Praticamente subito Don Alvise si precipitò a piedi insieme al suo parroco, monsignor Carlo Canepa, fino al punto del crollo. “Rimanemmo lì fino a notte inoltrata per impartire la benedizione alle salme estratte dalle macerie e dare conforto ai familiari. Fu molto dura. La nostra è una presenza, e non può certamente essere la soluzione a tanto dolore. Il primo atto è il silenzio, il rispetto e poi l’apertura a un orizzonte di speranza che solo Dio può dare davanti a una sofferenza così inattesa e profonda“.

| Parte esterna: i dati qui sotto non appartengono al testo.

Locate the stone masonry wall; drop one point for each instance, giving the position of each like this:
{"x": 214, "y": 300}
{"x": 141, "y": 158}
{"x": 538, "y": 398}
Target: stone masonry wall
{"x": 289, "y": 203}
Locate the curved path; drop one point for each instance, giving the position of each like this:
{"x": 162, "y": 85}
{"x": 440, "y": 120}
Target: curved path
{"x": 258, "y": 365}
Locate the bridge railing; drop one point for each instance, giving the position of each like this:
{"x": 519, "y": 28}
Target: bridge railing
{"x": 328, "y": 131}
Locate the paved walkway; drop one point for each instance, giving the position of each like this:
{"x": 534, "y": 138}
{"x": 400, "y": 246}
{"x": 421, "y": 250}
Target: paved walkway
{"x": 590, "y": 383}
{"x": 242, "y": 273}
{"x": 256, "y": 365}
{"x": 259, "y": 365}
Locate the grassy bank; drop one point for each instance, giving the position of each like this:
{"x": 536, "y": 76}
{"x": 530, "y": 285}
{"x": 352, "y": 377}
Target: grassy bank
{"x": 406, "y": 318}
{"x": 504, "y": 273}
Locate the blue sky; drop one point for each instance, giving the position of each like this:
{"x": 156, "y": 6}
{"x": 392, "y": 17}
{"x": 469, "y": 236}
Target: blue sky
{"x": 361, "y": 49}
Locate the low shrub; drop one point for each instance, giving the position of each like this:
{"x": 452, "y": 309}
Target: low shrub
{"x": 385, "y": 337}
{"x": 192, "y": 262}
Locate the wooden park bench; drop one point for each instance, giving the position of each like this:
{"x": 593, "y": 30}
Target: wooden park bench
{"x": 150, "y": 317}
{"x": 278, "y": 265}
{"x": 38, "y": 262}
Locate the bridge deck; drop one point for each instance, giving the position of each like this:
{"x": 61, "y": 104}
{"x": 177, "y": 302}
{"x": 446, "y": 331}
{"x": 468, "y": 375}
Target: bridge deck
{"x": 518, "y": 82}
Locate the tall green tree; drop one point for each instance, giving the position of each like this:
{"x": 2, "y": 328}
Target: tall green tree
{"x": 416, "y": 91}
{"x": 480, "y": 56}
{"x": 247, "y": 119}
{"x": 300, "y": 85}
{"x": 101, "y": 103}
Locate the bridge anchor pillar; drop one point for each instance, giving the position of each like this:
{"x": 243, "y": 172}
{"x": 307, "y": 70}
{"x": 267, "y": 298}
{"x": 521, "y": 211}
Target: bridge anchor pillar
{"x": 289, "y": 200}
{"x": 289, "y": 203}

Molto amato dai fedeli della parrocchia sampierdarenese di Santa Maria della Cella, dove si è speso anche per dare un importante supporto durante l’emergenza coronavirus, don Alvise da quattro mesi è parroco della Chiesa di San Giacomo a Gavi e di altre nove parrocchie del Gaviese: “Una realtà meravigliosa ma complessa da gestire”. Don Alvise, ha spiegato, può però contare sull’aiuto “fondamentale“ del viceparroco, don Andrea Carcasole, e di don Gianni Pertica. “La zona di Gavi è una terra ricca di persone buone e generose. Io ho iniziato a farmi conoscere e so che la sfida che mi aspetta è grande. Il mio compito è far sì che tutti possano incontrare la bellezza della fede e spero di essere un sacerdote trasparente, in grado di far passare attraverso di me una parola che non è la mia ma quella di Dio“.